Dia 22 de agosto marca a celebração do "Dia do Folclore" - Wikimedia Commons
O Rui foi se desenvolvendo tanto no conhecimento do folclore quanto no político

Todo mês de agosto, quando vai chegando o dia 22, data oficializada como “Dia do Folclore”, eu me lembro do Rui e do meu amigo Tião Livrinho.

O Tião Livrinho tinha esse apelido porque andava sempre com um livrinho debaixo do braço. Era o “Manifesto Comunista”. 

Militante do Partido Comunista Brasileiro, onde ia ele dava um jeito de fazer a cabeça de alguém. E o “Manifesto Comunista” tinha presença garantida nos seus discursos. 

Foi o primeiro comunista que conheci. Era mineiro, como eu, e trabalhava no supermercado que foi meu primeiro emprego em São Paulo, quando eu tinha dezesseis anos de idade. 

Veio o golpe de 1964 e o Tião teve que sumir uns tempos, para não ser preso. 

Alguns anos depois fiquei sabendo que ele tinha se tornado folclorista e dava cursos sobre a cultura popular brasileira, aproveitando para mexer com a consciência política de seus alunos e dos grupos folclóricos com que se relacionava. 

Um amigo meu, o Rui, engenheiro, foi fazer um curso na Escola de Folclore que tinha no Ibirapuera e lá foi aluno do Tião Livrinho, meu velho amigo. 

E o Rui foi se desenvolvendo tanto no conhecimento do folclore quanto no de conhecimento político.
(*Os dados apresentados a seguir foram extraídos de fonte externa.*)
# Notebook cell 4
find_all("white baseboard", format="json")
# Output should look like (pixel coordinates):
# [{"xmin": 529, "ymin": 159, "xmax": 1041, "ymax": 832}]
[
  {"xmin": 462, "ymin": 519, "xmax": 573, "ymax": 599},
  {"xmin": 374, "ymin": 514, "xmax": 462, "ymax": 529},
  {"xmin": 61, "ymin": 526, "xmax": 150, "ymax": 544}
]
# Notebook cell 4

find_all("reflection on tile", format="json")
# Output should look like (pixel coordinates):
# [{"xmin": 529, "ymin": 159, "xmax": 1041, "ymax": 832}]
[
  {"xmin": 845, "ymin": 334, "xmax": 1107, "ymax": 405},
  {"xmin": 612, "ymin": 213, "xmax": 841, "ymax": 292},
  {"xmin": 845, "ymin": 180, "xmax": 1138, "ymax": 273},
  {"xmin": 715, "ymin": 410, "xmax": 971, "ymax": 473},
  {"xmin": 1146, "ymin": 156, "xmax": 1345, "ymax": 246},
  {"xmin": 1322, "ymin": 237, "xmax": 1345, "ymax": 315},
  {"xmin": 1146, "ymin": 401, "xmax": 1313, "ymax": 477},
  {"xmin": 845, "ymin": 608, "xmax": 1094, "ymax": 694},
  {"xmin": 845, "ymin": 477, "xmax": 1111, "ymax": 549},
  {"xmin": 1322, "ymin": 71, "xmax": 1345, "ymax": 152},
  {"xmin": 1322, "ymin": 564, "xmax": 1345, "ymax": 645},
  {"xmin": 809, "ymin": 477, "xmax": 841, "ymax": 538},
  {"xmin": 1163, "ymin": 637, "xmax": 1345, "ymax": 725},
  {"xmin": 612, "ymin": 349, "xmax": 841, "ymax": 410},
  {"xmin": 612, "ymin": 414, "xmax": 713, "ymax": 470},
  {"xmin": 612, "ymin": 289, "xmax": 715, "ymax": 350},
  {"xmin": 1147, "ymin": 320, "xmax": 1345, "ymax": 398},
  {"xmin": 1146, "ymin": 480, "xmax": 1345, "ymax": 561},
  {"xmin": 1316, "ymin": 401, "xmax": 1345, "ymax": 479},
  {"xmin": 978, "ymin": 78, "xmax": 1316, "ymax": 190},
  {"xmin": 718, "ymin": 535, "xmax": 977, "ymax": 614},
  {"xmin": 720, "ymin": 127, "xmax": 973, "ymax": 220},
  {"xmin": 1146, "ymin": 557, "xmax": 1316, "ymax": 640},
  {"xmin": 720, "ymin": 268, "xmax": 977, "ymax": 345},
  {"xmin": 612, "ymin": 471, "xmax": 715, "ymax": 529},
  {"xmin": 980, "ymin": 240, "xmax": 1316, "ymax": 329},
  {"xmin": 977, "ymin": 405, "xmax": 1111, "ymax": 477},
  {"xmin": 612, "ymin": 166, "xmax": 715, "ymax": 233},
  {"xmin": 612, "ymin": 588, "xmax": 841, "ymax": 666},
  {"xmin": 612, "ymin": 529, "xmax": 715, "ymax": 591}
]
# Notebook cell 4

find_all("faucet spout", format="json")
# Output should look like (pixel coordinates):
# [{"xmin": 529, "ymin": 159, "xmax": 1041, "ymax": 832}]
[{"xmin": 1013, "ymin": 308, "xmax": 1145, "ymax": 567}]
E aproveitava para conciliar as duas coisas.

Naquela época não existia secretária eletrônica, nem rádio despertador, nada disso. E o Rui inventou uma coisa para acordar já com sentimento revolucionário: adaptou um despertador daqueles antigos a um gravador, e gravou uma fita especial para ser acordado com mensagens folclóricas e ao mesmo tempo revolucionárias.

Na hora de despertar, em vez de tocar a campainha do despertador, uma pecinha inventada pelo Rui ligava o gravador. 

Aí vinha o som gravado: galo cantando, bois mugindo, cachorro latindo, cabrito berrando, cavalo relinchando e porteira batendo, como se fosse o amanhecer na roça, e no meio disso tudo vinha a voz dele falando bem alto: “Acorda, gordo, vai trabaiá pra fazê a Revolução”.

Eu morava na mesma república que ele e, no quarto ao lado, acordava mais cedo do que precisava, por causa da invenção dele. Mas não me incomodava, ao contrário, me divertia, caía na risada.